Matthew Wong (1984-2019) was a self-taught Canadian painter whose surreal, poetic motifs garned critical acclaim art in just a few short years. The artist's iconic imagery often features lone figures wandering in dappled, imaginary landscapes, and moody, emotional interiors painted from memory. In his words, these images “activate nostalgia, both personal and collective.” Wong was hailed as “one of the most talented painters of his generation” by Roberta Smith.
Born in 1984 in Toronto, Wong earned a BA in 2007 in cultural anthropology from the University of Michigan, Ann Arbor, and an MFA in 2013 in photography from the School of Creative Media of the City University in Hong Kong.
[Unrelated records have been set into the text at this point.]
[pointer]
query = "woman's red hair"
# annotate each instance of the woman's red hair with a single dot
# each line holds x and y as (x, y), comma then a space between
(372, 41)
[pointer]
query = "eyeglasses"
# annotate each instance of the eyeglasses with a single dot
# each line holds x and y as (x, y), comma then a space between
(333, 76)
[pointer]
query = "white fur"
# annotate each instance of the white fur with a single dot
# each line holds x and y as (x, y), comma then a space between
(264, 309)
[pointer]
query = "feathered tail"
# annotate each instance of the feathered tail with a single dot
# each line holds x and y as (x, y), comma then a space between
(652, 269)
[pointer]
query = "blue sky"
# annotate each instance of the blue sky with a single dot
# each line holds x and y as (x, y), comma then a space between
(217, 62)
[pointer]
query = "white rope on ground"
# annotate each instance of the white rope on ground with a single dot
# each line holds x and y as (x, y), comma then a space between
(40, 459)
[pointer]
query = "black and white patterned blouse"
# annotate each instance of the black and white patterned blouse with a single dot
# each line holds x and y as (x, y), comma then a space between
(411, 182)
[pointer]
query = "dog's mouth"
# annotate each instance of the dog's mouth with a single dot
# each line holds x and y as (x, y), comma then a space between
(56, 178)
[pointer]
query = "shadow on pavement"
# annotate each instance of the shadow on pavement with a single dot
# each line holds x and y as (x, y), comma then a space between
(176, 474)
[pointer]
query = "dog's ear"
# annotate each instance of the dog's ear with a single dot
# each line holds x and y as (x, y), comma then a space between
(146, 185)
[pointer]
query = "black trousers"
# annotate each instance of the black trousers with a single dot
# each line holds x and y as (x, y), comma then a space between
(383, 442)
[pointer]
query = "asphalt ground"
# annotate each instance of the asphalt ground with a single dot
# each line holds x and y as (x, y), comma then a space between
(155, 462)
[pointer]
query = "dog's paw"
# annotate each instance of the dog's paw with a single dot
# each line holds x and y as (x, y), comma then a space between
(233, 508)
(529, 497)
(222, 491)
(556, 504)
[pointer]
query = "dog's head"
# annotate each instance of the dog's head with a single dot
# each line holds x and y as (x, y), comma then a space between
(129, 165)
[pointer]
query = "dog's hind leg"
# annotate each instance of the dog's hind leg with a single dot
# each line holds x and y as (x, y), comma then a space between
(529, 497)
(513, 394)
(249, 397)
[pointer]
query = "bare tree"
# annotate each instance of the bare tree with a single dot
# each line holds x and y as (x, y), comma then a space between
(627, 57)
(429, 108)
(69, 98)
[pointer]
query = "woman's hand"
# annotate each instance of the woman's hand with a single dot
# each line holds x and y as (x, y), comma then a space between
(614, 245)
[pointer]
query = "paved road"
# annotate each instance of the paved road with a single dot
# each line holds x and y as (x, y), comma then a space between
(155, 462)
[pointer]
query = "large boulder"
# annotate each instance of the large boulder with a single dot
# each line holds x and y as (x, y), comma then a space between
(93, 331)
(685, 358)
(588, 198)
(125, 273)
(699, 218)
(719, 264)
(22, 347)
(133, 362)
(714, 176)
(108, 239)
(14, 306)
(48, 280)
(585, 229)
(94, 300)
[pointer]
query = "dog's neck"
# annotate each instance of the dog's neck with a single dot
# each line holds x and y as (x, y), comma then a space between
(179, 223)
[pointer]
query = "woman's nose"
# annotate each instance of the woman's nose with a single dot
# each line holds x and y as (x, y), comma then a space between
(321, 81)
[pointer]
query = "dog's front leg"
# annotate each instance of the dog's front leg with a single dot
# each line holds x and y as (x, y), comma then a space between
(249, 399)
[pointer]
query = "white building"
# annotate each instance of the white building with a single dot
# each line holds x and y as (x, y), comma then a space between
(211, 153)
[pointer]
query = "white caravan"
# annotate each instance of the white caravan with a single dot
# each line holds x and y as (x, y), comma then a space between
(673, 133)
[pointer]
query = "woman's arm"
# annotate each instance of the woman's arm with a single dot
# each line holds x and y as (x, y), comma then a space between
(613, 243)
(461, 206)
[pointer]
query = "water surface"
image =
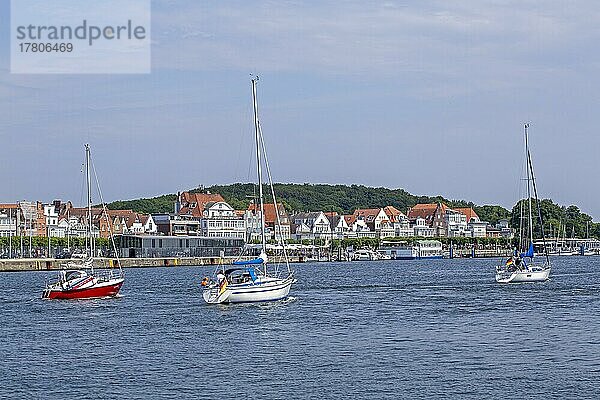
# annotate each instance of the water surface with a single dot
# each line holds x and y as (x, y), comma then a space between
(384, 330)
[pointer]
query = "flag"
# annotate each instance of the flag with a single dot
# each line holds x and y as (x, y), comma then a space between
(222, 286)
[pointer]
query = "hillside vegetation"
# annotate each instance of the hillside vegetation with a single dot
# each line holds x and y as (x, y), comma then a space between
(346, 198)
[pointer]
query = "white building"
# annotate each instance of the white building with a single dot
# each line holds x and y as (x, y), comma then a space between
(422, 229)
(311, 225)
(219, 219)
(456, 223)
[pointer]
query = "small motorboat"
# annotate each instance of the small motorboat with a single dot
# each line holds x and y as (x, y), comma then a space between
(521, 266)
(252, 280)
(83, 284)
(79, 279)
(246, 282)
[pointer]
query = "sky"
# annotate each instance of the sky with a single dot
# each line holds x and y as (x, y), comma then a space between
(428, 96)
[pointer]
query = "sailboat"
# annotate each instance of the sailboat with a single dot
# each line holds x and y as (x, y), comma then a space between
(80, 279)
(252, 280)
(522, 267)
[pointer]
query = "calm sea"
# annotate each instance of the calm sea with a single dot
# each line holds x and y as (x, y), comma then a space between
(380, 330)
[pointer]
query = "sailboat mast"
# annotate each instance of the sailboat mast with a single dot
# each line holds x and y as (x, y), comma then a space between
(537, 202)
(528, 183)
(89, 197)
(258, 168)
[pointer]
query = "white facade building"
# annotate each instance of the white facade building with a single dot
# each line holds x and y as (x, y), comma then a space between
(219, 219)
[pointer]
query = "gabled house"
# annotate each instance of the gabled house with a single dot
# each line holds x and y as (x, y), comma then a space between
(338, 225)
(434, 215)
(10, 219)
(279, 232)
(358, 227)
(317, 223)
(219, 219)
(399, 221)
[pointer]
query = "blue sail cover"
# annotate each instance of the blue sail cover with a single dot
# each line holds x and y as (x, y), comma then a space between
(529, 252)
(256, 261)
(252, 274)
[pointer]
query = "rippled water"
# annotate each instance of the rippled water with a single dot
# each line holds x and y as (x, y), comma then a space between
(394, 329)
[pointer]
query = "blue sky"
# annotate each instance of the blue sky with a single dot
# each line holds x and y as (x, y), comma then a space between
(429, 96)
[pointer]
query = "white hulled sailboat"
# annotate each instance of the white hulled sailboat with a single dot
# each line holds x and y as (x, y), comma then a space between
(521, 267)
(253, 281)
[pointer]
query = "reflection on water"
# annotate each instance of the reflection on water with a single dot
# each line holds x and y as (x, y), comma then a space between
(393, 329)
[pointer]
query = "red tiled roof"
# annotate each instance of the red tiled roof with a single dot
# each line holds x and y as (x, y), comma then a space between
(366, 213)
(200, 200)
(469, 212)
(270, 215)
(350, 219)
(425, 211)
(393, 213)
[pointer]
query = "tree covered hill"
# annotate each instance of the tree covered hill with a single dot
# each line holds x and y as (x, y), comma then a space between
(312, 197)
(346, 198)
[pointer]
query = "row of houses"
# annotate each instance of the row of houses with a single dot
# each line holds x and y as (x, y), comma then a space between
(209, 215)
(61, 219)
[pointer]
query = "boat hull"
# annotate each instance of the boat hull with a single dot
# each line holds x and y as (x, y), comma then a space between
(524, 276)
(108, 288)
(270, 290)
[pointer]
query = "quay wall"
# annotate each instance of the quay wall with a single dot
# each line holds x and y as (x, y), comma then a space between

Wong's painting career spanned only six years, from 2014 to his untimely death in 2019. His work, however, broadly invokes art historical precedents that range from tenth century Chinese literati painting to the Western canon including artists like Chaim Soutine, Louise Bourgeois, and Yayoi Kusama.
The artist rose to international prominence in 2017 when he was featured in a number of group exhibitions in New York, including at Cheim & Read, where his work was reproduced in a review in The New York Times. Wong's first New York solo exhibition was in 2018, and was reviewed in The New York Times and The New Yorker, among others. In 2019, Wong died by suicide in Edmonton, Canada, where he lived. He was 35 and had struggled with Tourette’s syndrome, autism, and depression.
The first museum exhibition of Wong's work, Blue View, organized by Julian Cox, was presented alongside Picasso's Blue Period paintings at the Art Gallery of Ontario in Toronto. The first comprehensive retrospective of his work was presented at the Dallas Museum of Art in 2022, and at the Museum of Fine Arts, Boston in 2023. In 2024, the Van Gogh Museum staged a major exhibition pairing Wong’s paintings with those of Van Gogh, one of his greatest influences. The exhibition subsequently traveled to the Kunsthaus Zürich and the Albertina in Vienna.
Wong's paintings are represented in the collections of the Metropolitan Museum of Art, the Museum of Modern Art, the Solomon R. Guggenheim Museum, the Dallas Museum of Art, and the Art Gallery of Ontario, Toronto.